LIPUTAN-MALUT.com
NEWS TICKER

Bahaya Reklamasi, Di Pesisir Pantai Kota Ternate

Selasa, 7 Januari 2025 | 6:36 am
Reporter:
Posted by: LIPUTAN MALUT
Dibaca: 170

Oleh : Muhammad Iksan Baskara Hi. Abdullah 

Hiruk pikuk pembangunan infrastruktur, sudah menjadi perlombaan untuk setiap pemerintah yang silih berganti di Maluku Utara. Kota Ternate merupakan salah satu wilayah yang berupaya membangun proyek reklamasi pantai. Hal ini dilakukan atas dasar perluasan wilayah karena kepadatan penduduk, akibat dari urbanisasi yang masif terjadi di era sekarang. 

Dalam catatan sejarah, pembangunan reklamasi yang dilakukan oleh Pemerintah Kota (Pemkot) Ternate, mulai dari tahun 2000 di Kelurahan Gamalama dan beberapa tempat lainya. Sampai sekarang Pemkot Ternate, selalu menciptakan ide tentang reklamasi yang akan dibangun di beberapa kelurahan, sesuai dengan Rancangan Tata Ruang Wilayah (RTRW) Kota Ternate.

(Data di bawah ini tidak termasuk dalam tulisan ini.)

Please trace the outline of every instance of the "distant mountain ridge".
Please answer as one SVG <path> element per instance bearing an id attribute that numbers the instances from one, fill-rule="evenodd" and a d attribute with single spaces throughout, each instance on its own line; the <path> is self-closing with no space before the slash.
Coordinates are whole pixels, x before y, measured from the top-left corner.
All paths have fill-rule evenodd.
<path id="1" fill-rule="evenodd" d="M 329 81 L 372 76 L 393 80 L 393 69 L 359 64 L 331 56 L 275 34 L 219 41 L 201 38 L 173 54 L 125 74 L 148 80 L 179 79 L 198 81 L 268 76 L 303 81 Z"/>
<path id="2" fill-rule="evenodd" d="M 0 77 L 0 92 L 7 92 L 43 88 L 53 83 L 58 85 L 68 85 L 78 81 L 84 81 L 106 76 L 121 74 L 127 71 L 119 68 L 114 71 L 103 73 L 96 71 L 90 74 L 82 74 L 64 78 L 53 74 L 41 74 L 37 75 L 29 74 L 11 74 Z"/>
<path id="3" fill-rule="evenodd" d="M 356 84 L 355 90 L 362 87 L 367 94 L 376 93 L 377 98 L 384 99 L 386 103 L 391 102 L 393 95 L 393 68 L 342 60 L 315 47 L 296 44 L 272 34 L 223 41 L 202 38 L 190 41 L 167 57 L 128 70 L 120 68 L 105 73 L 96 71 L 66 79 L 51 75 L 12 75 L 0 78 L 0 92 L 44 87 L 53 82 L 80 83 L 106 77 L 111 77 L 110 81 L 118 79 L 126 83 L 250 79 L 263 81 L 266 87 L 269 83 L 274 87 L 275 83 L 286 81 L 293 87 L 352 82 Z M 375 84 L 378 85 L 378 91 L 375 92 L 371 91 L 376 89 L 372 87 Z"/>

Dilansir dari (Halmaheranesia.com 18/12/2024), Proyek reklamasi di beberapa wilayah, seperti Kelurahan Fitu, Gambesi, Sasa, Jambula, dan Kastela akan dilanjutkan tahun depan, diperkuat dengan statement yang dikeluarkan oleh Sekretaris Daerah (Sekda) Kota Ternate Rizal Marsaoly, bahwa revisi RTRW akan menjadi prioritas Pemkot Ternate.

Mestinya pembangunan reklamasi harus mengikuti proses dan kajian secara akademis karena akan berdampak pada manusia, hewan, dan alam. Contoh kongkrit yang sudah terjadi di beberapa tahun belakangan, seperti, di Kelurahan Mangga Dua. Belum lagi Pulau Ternate dengan luas wilayah 111.80 km (BPS Kota Ternate, 27/07/2016), masih tergolong pulau kecil, sesuai dengan Undang-undang negara.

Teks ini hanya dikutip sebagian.